CHARLESTON, S.C. (WCSC) - As more people are getting vaccinated, the call to vaccinate kids is growing especially as more and more return to face-to-face learning.
According to Dr. Anthony Fauci, the nation’s infectious disease expert, children as young as first graders may be able to get the coronavirus vaccine by the time school starts in September, presuming trials are successful in those age groups.
MUSC is leading one of those pediatric trials here in the Lowcountry.
“So, we were really just approached and found out this week that we’ve been selected to do a COVID-19 vaccine trial in a specific age group of children that, otherwise, would have no chance of getting the vaccines,” said Dr. Andy Atz, MUSC’s Chair for the Department of Pediatrics.
Children make up 25% of the population in the United States and we’ve heard talk about achieving that herd immunity. But, Atz explains that is hard to do when a quarter of the population has no opportunity to get vaccinated.
A reason, he says, this trial is so important.
“I have done a lot of clinical trials over the last 20 years that I’ve been at MUSC and this will be the fastest that we have launched something,” Atz says. “But, it’s arguably the most important trial that we’ve ever done as well.”
MUSC is one of about 100 pediatric centered sites across the world chosen to help with the study. In total, about 6,500 kids will be enrolled in the trial across all sites.

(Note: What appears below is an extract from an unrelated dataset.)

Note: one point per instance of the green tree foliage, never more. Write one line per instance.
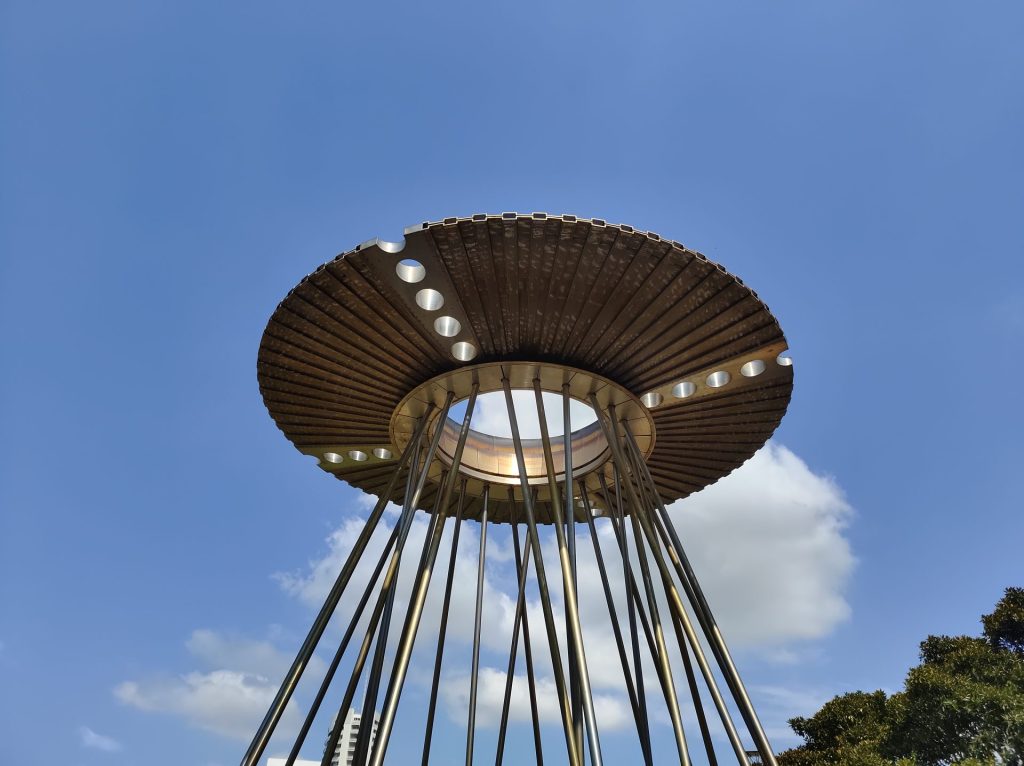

“We hope to offer this opportunity to as many children in the Lowcountry as we can,” Atz says.
“In a pediatric study, what you are required to look at is – what’s the safety, are there any other different safety signals in kids and does the dosing need to be different?” said Dr. Patrick Flume, a Professor of Medicine and Pediatrics at MUSC.
This trial is aimed to show the vaccine is effective and safe in kids. The trial will target children between the ages of six months and 12 years.
In the first phase of the trial, which is about the first 10% of all patients, Atz says the goal is to figure out what the right dose is. So every child in that first phase will get some dosage of the vaccine itself.
“Then, when the dose is ultimately determined, there’ll be a three to one ratio, meaning that of all of the participants that sign up, 75% of them will get the true vaccine and 25% will get the placebo,” Atz explains. “It’s fairly advantageous, your chances of getting the real vaccine are really quite good.”
Atz said this trial is on the fast track and the hope is to start vaccinating children here in the Lowcountry by the middle of March.